Chen Andrew T, Wang Carolyn, Ripan Victor, Huang Elena, O'Connor Avalon, Kim Patrick J, Dunn Emily, Thoma Achilleas, Retrouvey Helene
Department of Surgery, Division of Plastic Surgery, McMaster University, Hamilton, ON, Canada.
Michael G DeGroote School of Medicine, McMaster University, Hamilton, ON, Canada.
Plast Surg (Oakv). 2025 Aug 8:22925503251363056. doi: 10.1177/22925503251363056.
Kirschner-wire (K-wire) fixation (KF) is the most common operative technique for hand fractures among Canadian plastic surgeons. However, postoperative rehabilitation varies widely and rely on low-quality studies and expert opinion. The study reviewed KFs of phalangeal and metacarpal fractures at a single academic center to quantify practice variation and patient outcomes. This retrospective chart review analyzed all cases of KF of isolated phalangeal and metacarpal fractures performed by all plastic surgeons at a single tertiary care center in the last 7 years. The primary outcome was the duration from operation to K-wire removal. Secondary outcomes included the time from KF to range of motion (ROM) initiation, the interval between K-wire removal and ROM initiation, postoperative complications, and functional outcomes. Among 289 patients, mean time from KF to K-wire removal was 28.6 days (SD 8.2). There was a high variability among the surgeons, with the shortest duration averaging 26 ± 6 days and the longest averaging 33.7 ± 8.6 days ( < .001). Mean time to initiation of ROM was similar across surgeons (mean 25.2 ± 11.4 days).

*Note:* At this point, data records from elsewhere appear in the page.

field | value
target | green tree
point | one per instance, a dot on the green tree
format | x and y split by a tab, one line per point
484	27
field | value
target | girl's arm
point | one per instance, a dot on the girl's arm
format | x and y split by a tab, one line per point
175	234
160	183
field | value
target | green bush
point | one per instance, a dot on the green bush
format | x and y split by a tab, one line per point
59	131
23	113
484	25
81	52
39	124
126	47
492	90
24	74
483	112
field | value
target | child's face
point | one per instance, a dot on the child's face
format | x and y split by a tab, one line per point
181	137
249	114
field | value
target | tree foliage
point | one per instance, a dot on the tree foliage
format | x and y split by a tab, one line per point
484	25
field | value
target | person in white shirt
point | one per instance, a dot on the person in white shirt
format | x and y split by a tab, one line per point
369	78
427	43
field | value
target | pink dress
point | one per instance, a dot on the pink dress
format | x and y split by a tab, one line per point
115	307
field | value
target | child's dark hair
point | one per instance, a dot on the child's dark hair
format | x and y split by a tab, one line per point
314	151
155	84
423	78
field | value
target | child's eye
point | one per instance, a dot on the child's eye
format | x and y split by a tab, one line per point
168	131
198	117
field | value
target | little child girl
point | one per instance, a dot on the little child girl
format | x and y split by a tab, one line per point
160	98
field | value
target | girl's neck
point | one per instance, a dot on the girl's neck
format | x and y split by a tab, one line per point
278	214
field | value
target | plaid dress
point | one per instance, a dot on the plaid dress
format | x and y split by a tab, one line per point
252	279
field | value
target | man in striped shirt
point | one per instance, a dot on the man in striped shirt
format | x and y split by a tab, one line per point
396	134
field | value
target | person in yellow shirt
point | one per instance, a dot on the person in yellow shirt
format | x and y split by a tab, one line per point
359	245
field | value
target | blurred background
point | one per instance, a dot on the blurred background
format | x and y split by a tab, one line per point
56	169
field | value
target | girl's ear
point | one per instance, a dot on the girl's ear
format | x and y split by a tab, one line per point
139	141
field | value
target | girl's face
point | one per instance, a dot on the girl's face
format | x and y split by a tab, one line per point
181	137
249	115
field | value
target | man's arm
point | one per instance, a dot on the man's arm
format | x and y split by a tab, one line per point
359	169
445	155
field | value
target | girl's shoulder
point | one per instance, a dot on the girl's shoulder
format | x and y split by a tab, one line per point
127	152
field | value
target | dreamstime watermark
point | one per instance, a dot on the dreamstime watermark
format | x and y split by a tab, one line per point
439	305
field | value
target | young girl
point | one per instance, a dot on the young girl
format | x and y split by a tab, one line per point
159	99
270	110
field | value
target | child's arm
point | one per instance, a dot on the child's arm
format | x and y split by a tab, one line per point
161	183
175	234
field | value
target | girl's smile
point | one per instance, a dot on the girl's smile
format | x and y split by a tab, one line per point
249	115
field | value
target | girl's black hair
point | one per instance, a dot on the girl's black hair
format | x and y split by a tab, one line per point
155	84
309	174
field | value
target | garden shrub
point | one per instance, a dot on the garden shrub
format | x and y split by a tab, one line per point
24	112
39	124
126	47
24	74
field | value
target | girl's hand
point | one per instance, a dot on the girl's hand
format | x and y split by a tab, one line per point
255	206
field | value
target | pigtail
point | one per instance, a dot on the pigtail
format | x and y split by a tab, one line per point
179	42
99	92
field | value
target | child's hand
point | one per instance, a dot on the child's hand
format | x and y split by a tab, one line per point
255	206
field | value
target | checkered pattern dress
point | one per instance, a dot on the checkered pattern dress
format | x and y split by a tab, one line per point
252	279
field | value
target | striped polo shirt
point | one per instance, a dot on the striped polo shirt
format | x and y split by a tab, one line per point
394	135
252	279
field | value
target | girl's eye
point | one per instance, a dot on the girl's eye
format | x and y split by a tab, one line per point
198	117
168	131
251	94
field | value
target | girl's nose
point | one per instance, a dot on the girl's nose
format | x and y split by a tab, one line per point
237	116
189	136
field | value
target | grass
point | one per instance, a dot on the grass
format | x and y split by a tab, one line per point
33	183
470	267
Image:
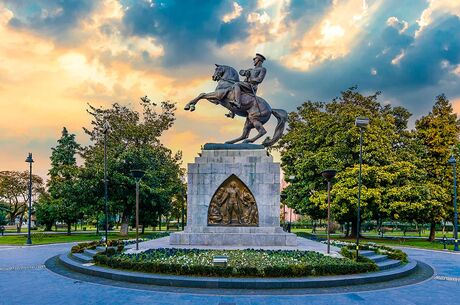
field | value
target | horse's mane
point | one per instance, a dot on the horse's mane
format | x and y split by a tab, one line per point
232	74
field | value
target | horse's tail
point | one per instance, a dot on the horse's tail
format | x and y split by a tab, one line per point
282	116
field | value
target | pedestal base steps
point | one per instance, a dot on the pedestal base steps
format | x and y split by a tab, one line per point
255	168
236	236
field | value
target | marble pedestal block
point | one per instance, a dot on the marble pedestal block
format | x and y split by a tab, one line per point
256	169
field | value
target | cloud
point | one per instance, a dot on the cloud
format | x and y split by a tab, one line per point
410	69
187	29
331	38
50	18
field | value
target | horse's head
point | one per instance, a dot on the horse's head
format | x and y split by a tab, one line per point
226	73
218	73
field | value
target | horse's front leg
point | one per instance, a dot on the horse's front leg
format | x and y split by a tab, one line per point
191	105
261	131
246	130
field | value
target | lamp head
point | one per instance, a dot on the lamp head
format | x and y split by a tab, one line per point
106	127
329	174
29	158
137	174
361	122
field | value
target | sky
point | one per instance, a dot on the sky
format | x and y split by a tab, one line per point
58	56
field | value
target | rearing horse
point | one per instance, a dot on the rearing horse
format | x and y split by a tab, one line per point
256	110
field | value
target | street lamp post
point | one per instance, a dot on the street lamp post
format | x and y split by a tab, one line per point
30	161
362	123
106	130
184	197
291	180
137	174
329	174
453	162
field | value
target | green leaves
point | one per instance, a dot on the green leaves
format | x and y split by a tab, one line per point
405	173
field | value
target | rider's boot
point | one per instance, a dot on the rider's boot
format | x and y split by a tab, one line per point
236	103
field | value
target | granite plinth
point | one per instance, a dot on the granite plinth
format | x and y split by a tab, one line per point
256	169
225	146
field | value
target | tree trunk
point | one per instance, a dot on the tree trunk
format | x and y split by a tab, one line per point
432	231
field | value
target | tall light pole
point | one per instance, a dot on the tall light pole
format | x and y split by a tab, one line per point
453	162
362	123
184	198
137	174
291	180
328	174
30	161
106	130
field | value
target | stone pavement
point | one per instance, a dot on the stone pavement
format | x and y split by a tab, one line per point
29	283
303	245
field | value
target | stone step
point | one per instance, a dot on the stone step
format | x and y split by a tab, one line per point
90	253
377	258
102	248
366	253
81	258
388	264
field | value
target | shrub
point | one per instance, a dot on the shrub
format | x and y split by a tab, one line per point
244	263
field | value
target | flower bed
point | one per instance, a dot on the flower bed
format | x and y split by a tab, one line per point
349	250
241	263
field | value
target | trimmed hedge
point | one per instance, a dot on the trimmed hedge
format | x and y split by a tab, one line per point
242	263
350	252
118	243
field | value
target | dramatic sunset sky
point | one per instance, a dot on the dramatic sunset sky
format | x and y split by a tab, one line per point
57	56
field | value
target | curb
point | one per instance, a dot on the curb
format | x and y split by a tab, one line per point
238	283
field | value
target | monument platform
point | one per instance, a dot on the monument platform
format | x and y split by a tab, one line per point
233	199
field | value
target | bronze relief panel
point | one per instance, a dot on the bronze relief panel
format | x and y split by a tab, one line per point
233	204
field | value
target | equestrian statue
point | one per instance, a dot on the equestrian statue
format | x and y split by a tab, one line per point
240	98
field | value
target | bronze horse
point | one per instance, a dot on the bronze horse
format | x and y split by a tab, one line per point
256	110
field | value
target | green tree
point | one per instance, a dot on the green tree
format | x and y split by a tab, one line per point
322	135
438	133
14	192
62	186
133	142
46	211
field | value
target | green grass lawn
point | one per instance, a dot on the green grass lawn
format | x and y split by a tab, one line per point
42	239
403	242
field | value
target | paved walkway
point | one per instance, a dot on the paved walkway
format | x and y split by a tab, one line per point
23	280
303	245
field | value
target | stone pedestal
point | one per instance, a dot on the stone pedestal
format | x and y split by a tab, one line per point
255	168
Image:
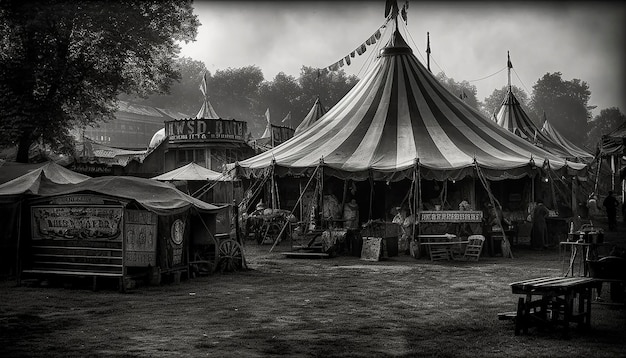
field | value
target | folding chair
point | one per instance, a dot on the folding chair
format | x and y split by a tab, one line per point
474	247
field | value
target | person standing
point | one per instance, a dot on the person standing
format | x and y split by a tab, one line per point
610	203
539	231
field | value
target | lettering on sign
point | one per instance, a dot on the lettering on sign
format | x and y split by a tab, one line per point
77	199
205	129
372	248
140	238
451	216
77	222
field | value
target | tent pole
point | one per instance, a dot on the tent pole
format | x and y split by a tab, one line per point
294	208
371	180
506	245
300	204
19	236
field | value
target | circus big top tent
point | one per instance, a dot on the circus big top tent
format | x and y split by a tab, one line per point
397	119
316	112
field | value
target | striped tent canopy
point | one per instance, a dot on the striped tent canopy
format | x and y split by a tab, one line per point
192	171
556	137
513	118
397	121
316	112
614	143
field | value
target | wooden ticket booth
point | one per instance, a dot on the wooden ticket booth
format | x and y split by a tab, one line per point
96	236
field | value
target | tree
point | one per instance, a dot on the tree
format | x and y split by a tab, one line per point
63	63
184	95
464	90
329	86
280	95
607	121
565	103
235	92
492	104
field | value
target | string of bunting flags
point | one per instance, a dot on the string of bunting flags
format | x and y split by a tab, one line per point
347	60
391	11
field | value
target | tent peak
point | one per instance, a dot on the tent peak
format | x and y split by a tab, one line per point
396	46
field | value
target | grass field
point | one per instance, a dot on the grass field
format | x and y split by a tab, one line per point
284	307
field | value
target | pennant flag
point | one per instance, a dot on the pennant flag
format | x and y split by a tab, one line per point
404	15
203	88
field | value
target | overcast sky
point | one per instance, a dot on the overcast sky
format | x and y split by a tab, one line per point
469	40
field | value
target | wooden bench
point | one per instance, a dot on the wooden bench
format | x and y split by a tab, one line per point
555	305
78	259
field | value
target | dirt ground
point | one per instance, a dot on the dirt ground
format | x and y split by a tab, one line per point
285	307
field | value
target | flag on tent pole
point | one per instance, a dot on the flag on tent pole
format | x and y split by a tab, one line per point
268	127
203	85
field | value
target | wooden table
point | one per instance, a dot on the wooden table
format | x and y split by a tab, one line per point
442	250
556	302
580	253
439	246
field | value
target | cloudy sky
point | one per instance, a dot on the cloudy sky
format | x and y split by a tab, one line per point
469	40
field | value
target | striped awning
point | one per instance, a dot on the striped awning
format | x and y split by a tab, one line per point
193	171
572	149
397	120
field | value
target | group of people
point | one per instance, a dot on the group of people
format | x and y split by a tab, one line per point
539	233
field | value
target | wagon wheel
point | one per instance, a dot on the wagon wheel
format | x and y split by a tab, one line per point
231	255
205	258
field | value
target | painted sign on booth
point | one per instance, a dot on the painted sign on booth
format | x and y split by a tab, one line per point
77	222
203	129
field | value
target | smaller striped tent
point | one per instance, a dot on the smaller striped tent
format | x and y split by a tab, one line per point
513	118
556	137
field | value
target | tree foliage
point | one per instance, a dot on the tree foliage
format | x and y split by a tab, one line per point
184	95
492	104
281	96
565	103
63	63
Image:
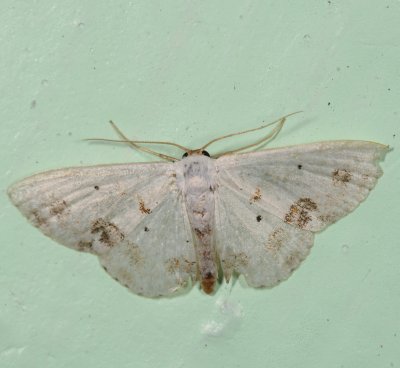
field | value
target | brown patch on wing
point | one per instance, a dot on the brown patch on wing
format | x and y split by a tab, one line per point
83	246
234	260
37	219
276	240
202	233
58	207
299	212
208	283
341	176
293	260
174	265
256	196
110	234
142	208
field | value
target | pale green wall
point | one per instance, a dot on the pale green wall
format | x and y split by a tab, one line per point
188	71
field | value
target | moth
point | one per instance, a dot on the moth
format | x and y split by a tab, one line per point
160	227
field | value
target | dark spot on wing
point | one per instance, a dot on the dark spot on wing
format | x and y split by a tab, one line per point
142	208
110	234
299	212
208	282
341	176
58	207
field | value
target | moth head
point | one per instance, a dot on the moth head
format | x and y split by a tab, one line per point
196	152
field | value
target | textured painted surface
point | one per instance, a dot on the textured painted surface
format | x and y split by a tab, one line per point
187	72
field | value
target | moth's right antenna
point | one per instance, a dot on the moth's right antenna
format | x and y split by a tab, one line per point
268	137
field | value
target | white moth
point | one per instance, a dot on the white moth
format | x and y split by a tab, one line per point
159	227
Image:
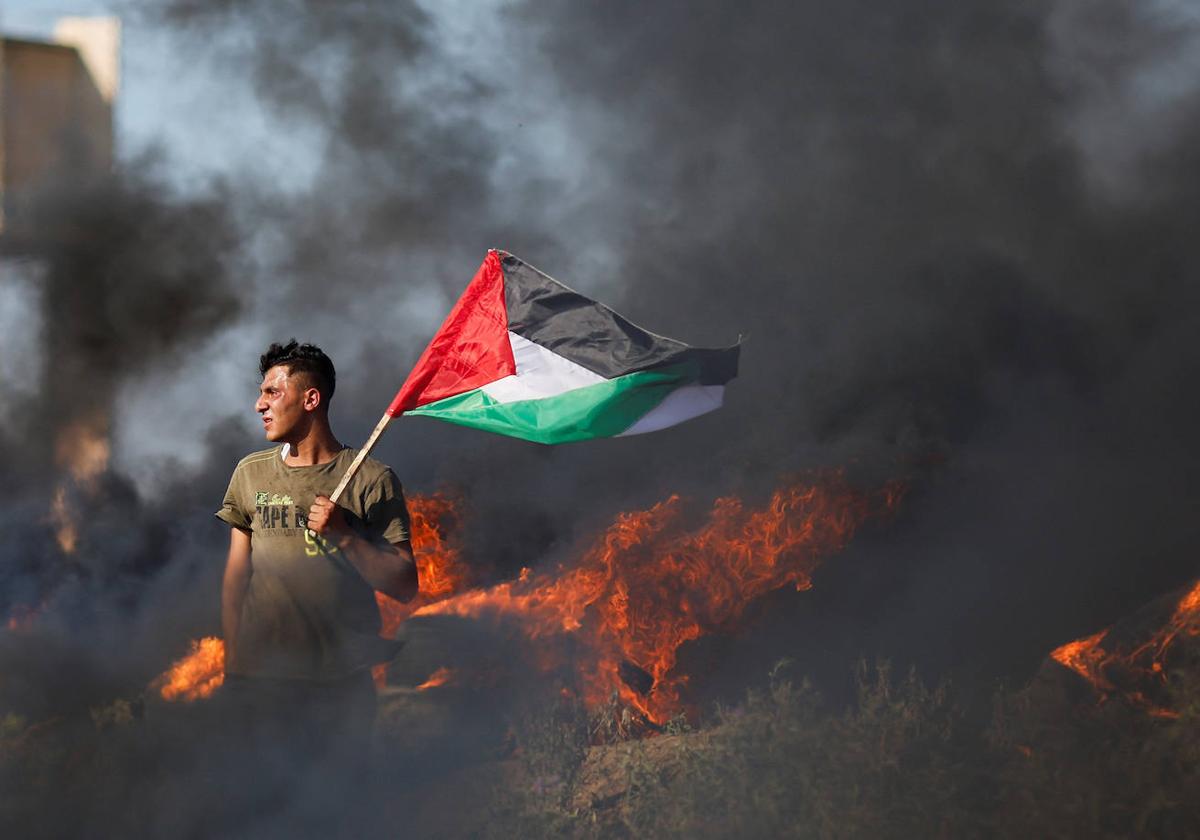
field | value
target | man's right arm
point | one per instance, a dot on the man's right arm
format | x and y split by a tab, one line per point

Postoperative complications occurred in 26 patients (10.9%), primarily pin site infections (6.7%). Early versus late K-wire removal did not affect complication rates. There were no differences in functional outcomes between surgeons. There is considerable variability in postoperative rehabilitation following KF of hand fractures among surgeons at a single academic center. Our study suggests that supervised ROM can be initiated safely as early as 3 weeks postoperatively, regardless of whether K-wires remain in situ.
克氏针固定术(KF)是加拿大整形外科医生治疗手部骨折最常用的手术技术。然而,术后康复差异很大,且基于质量不高的研究和专家意见。本研究回顾了单一学术中心指骨和掌骨骨折的克氏针固定术,以量化实际操作差异和患者预后。这项回顾性图表研究分析了过去7年中单一三级护理中心所有整形外科医生对孤立指骨和掌骨骨折进行克氏针固定术的所有病例。主要结局指标是手术至克氏针取出的持续时间。次要结局指标包括从克氏针固定到开始活动度(ROM)训练的时间、克氏针取出与开始ROM训练之间的间隔、术后并发症及功能结局。在289例患者中,从克氏针固定到克氏针取出的平均时间为28.6天(标准差8.2)。外科医生之间存在很大差异,最短平均持续时间为26±6天,最长平均持续时间为33.7±8.6天(P<0.001)。不同外科医生开始ROM训练的平均时间相似(平均25.2±11.4天)。26例患者(10.9%)发生术后并发症,主要是针道感染(6.7%)。早期与晚期取出克氏针对并发症发生率无影响。不同外科医生的功能结局无差异。单一学术中心的外科医生在手部骨折克氏针固定术后的康复方面存在很大差异。我们的研究表明,无论克氏针是否仍在位,术后3周即可安全地开始在监督下进行ROM训练。